A caravan of some 5,000 migrants left the southern city of Tapachula, Chiapas, on Monday, beginning a journey through Mexico that they hope will take them all the way to the northern border and into the United States.
Migrants from Honduras, El Salvador, Guatemala, Nicaragua, Venezuela, Haiti and Cuba made up the bulk of the large group, according to the newspaper La Jornada. They intend to travel to the northern border and seek asylum in the United States, El Universal reported.
The migrants set off from a park in Tapachula at about 6 a.m. and planned to walk about 15 kilometers to the town of Álvaro Obregón. On Tuesday, they hope to get to Huehuetán, the administrative center of the municipality of the same name.
The Mexico-United States border at Matamoros, Tamaulipas, is over 1,600 kilometers from Huehuetán, while Tijuana, Baja California is almost 4,000 kilometers away.
Migrants typically walk, hitch rides on trucks and jump aboard freight trains to achieve their goal of getting to Mexican border cities.
The journey is a dangerous one. Migrants are frequently preyed upon by criminal groups, whose members have been known to forcibly recruit men and rape women. Traveling in a large caravan might make the trip safer, but such groups typically break up as they move through the country.

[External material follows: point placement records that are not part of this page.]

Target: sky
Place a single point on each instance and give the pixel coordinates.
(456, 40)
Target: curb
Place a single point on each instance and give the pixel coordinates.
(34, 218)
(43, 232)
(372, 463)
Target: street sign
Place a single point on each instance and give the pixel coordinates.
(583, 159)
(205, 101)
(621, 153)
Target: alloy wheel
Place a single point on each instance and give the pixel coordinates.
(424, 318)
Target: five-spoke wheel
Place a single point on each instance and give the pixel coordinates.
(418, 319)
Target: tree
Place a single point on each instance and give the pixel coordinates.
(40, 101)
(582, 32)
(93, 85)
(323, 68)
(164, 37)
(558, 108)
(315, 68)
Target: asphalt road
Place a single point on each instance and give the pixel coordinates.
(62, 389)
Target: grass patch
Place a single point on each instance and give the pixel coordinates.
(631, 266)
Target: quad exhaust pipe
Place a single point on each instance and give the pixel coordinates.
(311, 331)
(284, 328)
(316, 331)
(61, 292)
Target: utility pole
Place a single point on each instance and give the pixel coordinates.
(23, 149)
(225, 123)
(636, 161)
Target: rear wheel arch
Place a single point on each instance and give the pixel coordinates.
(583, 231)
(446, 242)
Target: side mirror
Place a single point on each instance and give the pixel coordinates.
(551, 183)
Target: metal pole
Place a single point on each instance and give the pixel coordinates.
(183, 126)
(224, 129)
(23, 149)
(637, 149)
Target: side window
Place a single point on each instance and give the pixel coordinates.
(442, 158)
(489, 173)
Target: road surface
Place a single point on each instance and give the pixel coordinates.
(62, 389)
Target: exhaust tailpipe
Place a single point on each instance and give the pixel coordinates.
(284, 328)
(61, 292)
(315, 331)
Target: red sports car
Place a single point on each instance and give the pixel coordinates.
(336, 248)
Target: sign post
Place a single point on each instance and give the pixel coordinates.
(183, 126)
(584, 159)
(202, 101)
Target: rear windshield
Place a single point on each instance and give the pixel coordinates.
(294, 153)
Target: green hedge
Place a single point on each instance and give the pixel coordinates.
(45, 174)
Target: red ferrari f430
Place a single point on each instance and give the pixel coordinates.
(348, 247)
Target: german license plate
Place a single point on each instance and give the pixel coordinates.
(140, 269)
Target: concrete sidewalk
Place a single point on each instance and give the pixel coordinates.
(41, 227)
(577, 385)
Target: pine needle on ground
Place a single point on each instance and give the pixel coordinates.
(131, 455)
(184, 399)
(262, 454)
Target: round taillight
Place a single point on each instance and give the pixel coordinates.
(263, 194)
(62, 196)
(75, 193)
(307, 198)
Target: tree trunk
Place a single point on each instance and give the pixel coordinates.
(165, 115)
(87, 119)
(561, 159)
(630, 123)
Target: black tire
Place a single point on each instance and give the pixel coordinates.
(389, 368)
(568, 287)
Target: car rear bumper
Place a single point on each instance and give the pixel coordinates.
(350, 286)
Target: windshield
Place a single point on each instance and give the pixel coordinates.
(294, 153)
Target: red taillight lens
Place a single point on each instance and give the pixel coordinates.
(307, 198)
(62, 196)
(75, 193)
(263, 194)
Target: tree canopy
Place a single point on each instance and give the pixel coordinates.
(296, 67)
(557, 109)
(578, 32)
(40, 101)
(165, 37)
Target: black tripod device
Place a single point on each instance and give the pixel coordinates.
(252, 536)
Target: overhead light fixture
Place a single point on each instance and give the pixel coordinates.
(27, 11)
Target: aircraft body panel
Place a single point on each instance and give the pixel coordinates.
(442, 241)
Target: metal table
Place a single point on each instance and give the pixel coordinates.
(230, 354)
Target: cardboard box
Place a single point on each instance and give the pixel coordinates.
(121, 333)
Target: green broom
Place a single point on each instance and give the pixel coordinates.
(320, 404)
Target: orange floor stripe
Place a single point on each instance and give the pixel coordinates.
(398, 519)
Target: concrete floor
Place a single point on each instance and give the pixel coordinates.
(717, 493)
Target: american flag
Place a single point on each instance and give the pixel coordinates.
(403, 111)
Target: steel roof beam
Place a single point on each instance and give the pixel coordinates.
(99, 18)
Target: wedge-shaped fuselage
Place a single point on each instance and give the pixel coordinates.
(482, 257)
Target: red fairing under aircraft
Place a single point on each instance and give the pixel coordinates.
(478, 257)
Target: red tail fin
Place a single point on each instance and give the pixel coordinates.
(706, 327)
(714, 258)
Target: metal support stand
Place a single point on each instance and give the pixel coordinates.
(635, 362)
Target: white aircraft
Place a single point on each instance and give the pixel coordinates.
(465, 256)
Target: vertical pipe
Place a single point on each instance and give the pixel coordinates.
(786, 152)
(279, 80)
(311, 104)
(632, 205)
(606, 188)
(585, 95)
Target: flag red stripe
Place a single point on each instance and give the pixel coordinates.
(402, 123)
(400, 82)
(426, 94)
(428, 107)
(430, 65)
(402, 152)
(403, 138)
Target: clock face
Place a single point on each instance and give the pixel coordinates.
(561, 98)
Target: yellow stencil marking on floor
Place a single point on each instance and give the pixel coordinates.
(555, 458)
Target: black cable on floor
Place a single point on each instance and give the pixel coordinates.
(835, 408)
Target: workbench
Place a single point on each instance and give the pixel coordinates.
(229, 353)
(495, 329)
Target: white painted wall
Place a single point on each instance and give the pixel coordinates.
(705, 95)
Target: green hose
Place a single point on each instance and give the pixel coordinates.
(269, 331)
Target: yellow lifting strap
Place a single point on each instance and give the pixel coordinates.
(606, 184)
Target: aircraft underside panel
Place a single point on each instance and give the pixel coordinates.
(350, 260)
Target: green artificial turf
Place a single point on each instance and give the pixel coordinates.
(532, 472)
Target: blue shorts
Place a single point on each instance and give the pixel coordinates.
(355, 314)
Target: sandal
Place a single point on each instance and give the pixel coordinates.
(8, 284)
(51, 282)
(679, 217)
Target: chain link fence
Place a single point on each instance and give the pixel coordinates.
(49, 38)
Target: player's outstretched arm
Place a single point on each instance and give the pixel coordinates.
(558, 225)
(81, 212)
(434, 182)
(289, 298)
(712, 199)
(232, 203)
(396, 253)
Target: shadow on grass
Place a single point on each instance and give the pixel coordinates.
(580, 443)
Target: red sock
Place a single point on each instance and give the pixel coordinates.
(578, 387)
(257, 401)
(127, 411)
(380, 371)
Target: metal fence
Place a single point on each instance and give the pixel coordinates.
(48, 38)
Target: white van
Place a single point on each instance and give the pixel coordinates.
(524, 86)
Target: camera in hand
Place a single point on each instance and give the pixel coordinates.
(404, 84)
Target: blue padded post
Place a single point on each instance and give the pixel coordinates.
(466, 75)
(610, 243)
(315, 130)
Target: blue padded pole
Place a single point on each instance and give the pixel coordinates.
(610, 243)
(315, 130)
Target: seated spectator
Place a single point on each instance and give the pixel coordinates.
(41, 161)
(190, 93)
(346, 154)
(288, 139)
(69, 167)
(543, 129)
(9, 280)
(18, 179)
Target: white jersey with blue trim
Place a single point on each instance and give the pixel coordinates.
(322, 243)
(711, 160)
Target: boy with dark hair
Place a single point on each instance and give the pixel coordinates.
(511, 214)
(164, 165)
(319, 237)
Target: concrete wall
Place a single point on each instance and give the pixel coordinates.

Countless migrants have been detected by authorities traveling in hot and cramped conditions inside tractor-trailers, while many have been killed in highway accidents. Other migrants have died or sustained serious injuries after falling from freight trains collectively known as La Bestía (the Beast).
Irineo Mújica of the immigration rights group Pueblo Sin Fronteras (People Without Borders) said that the migrants who departed Tapachula on Monday morning sent a letter to National Migration Institute (INM) director Francisco Garduño to ask for permits that would allow them to travel legally through Mexico to the border. But they didn’t get a response, Mújica said.
He said that the migrants decided to begin their northward journey as there are no jobs in Tapachula and getting documents from the INM and the Mexican Commission for Refugee Assistance (COMAR) can take as long as a year.
A lot of migrants are forced to live on the streets in Tapachula, Mújica said, explaining that rents and food are both expensive.
Carlos Eduardo Martínez, a Honduran, told La Jornada he decided to join the migrant caravan because he couldn’t find a job in Tapachula and his appointment with COMAR was three months away.
“I couldn’t keep waiting without money, sleeping on the street, it’s not life,” he said.
“We’re better off making our way up [north] and hoping that the government helps, doesn’t stop us,” Martínez said.
The caravan passed through a migration checkpoint manned by National Guard troops in the community of Viva México “without any restriction,” Milenio reported.
José Alberto María said he decided to leave Guatemala because he was a victim of extortion while working as an assistant on public buses. He said he was forced to pay around 500 quetzales (about US $64) per week to members of the Mara Salvatrucha gang, leaving him with just 200 or 300 quetzales to cover the expenses of his five-person family.
El Universal reported that there are a large number of families, including babies and young children, among the members of the caravan, which was accompanied by police cars and ambulances.
Huge numbers of migrants have traveled through Mexico to the United States over the past year as factors such as crime, poverty and political problems push people out of multiple Central American, South American and Caribbean countries.
President López Obrador hosted a regional migration summit in Chiapas on Oct. 22, after which the governments of 10 countries agreed to draw up “an action plan for development … to attend to the structural causes of irregular migration in the region.”